As there are two strategies to sum up an archive there are numerous ways on based which sum up should be possible. Like Summarization on substance, subtleties, input and so forth. There are a great deal of calculations utilized in both the strategies to sum up a report. This proposed framework

utilizes Extractive strategy for outline of books which data about specific theme or a story.

Extractive Summarization

These techniques depend on removing a few sections, for example, expressions and sentences, from a bit of content and stack them together to make a synopsis. Along these lines, recognizing the correct sentences for rundown is of most extreme significance in an extractive technique. This system uses PageRank Algorithm implemented in colab to summarize a document.

TextRank Algorithm

Page Rank algorithm is basically used in ranking web pages. It is generated by the probability of the user visiting the page and it generates a probability matrix and tells us which page is going to be visited. This algorithm is the base for the TextRank algorithm. As page rank works on web pages TextRank works on sentences and text.

Fig 2. TextRank Algorithm

The above outline shows the flowchart of PageRank Algorithm where the archive is perused as full content without containing any pictures in input record. First it will check the arrangement of info archive whether it is txt or pdf The record is perused from the drive where it is first mounted. In the wake of perusing information the information content is splitted into discrete sentences apply word installing module, for example, Number Batch or Glove Embedding. This framework utilizes Number clump for inserting module. It figures number of lines or bytes present in input report. It is very important to pre-process the data as it gives better result. The steps to pre-process the data in extractive method is

  • Removing Punctuations.

  • Removing numbers and special characters.

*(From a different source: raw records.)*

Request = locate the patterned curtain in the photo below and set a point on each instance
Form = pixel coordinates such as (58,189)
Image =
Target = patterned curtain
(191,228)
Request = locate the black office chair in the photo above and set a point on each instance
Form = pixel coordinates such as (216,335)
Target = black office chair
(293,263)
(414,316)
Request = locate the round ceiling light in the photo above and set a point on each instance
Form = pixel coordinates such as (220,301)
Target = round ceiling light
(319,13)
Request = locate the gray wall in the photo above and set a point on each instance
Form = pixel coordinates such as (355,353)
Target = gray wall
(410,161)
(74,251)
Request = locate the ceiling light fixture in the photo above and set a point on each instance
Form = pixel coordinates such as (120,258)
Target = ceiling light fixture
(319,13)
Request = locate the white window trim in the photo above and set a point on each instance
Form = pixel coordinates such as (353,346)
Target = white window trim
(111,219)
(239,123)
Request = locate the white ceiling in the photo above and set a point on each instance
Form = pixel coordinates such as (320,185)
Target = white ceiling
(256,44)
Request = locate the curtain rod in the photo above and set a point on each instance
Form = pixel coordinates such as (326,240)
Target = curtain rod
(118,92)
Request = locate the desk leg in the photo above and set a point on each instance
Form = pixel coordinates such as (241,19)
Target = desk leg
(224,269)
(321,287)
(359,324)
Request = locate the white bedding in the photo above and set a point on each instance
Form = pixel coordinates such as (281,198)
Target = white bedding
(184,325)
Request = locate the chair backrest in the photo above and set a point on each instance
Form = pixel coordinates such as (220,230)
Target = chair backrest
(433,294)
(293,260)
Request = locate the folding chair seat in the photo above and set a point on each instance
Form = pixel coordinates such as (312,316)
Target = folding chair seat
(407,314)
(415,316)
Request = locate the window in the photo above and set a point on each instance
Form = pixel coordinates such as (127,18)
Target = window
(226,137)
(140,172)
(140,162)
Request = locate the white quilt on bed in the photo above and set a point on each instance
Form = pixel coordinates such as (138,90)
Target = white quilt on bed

  • Removing stop words using nltk library.

After Text Pre-Processing it utilizes vector portrayal. To make comparability lattice. This will store the scores of grid in cosine structure. Changing over the grid into graphical portrayal. Each information has distinctive graphical portrayal as per the lattice framed or scores of archive. Applying PageRank Algorithm with the goal that sentences can be shown according to their likelihood and significance.

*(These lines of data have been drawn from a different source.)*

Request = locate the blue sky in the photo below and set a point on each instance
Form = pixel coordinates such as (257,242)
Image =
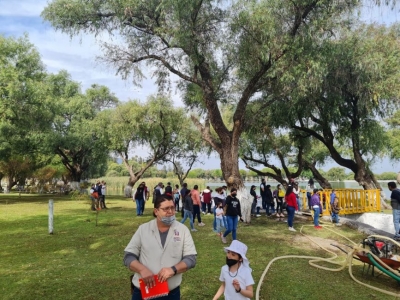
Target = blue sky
(78,55)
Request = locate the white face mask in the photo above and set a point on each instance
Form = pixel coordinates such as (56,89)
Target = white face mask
(168,220)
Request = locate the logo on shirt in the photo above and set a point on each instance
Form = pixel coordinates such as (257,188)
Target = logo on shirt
(176,236)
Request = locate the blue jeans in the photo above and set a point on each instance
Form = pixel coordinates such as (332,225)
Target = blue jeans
(309,199)
(175,294)
(220,224)
(196,212)
(232,225)
(316,216)
(299,203)
(215,221)
(396,222)
(290,210)
(188,214)
(139,206)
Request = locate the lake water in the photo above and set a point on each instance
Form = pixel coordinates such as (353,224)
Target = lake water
(349,184)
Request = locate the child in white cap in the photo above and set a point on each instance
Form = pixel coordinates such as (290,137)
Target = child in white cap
(237,281)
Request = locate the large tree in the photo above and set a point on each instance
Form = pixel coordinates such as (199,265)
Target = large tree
(25,110)
(153,128)
(354,80)
(77,136)
(223,51)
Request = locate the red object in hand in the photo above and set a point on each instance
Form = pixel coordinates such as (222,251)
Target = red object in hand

Finding MaxRank() :- This will give the rank of sentences having highest score in matrix.

Finding Minrank() :- This will give the rank of sentences having lowest score in matrix.

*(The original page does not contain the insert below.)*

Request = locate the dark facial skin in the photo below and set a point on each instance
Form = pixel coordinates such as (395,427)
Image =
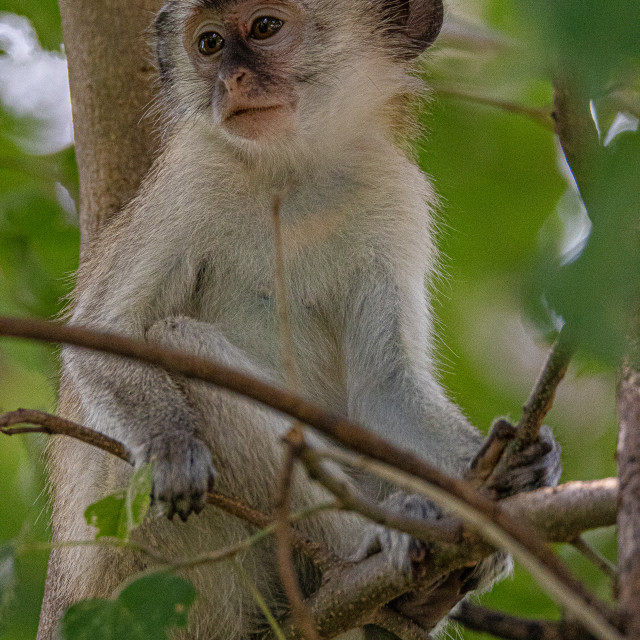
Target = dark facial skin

If some sentences having equal number of ranks, then they all are same and all sentences give the summary but first sentence will be considered. The sentences are then sorted to print summarize.

Fig 3. Input file for Extractive Summary

Fig 4. Generated Summary file

V CONCLUSION

We have successfully implemented the desired TextRank architecture for our Extractive Text Summarizer Model. We have used the Concept net Number batch's pre-trained vector, which is better than GloVe pre-trained vector, for representing the words in the input text. We have used Stories of Akbar and Birbal. Text summarization can help humans save a lot of time as time required to read and understand a summary of any given text is far less than

the time required to read and understand the entire given text. Although this model performs well with just a subset of the data, we will try to expand the architecture to improve the quality of the generated summaries. Research on this topic is still ongoing since the work in the field of Text Summarization is not yet completed..

VI ANALYSIS

There are other websites available for summarizing a text document. For eg:- http://textsummarization.net/text- summarizer

http://textsummarization.net/text-summarizer http://textsummarization.net/text-summarizer http://textsummarization.net/text-summarizer

These all websites work on Extractive based Method which uses TextRank Algorithm. But the results if being compared with our Proposed system is less. Our proposed system gives much accurate results than these websites though in ordered form of summarization. If we summarize a story based on Akbar Birbal using our Texterizer the results would be more accurate also shows the decrement in words comparing with the original document. It will display the number of input/output words and percentage of output words to input words. The results also shows the percentage of Summarized text which will analyze the time saved by the reader.

VI REFERENCES

  1. Kamal Sarkar. Automatic Text Summarization Using Internal and External Information.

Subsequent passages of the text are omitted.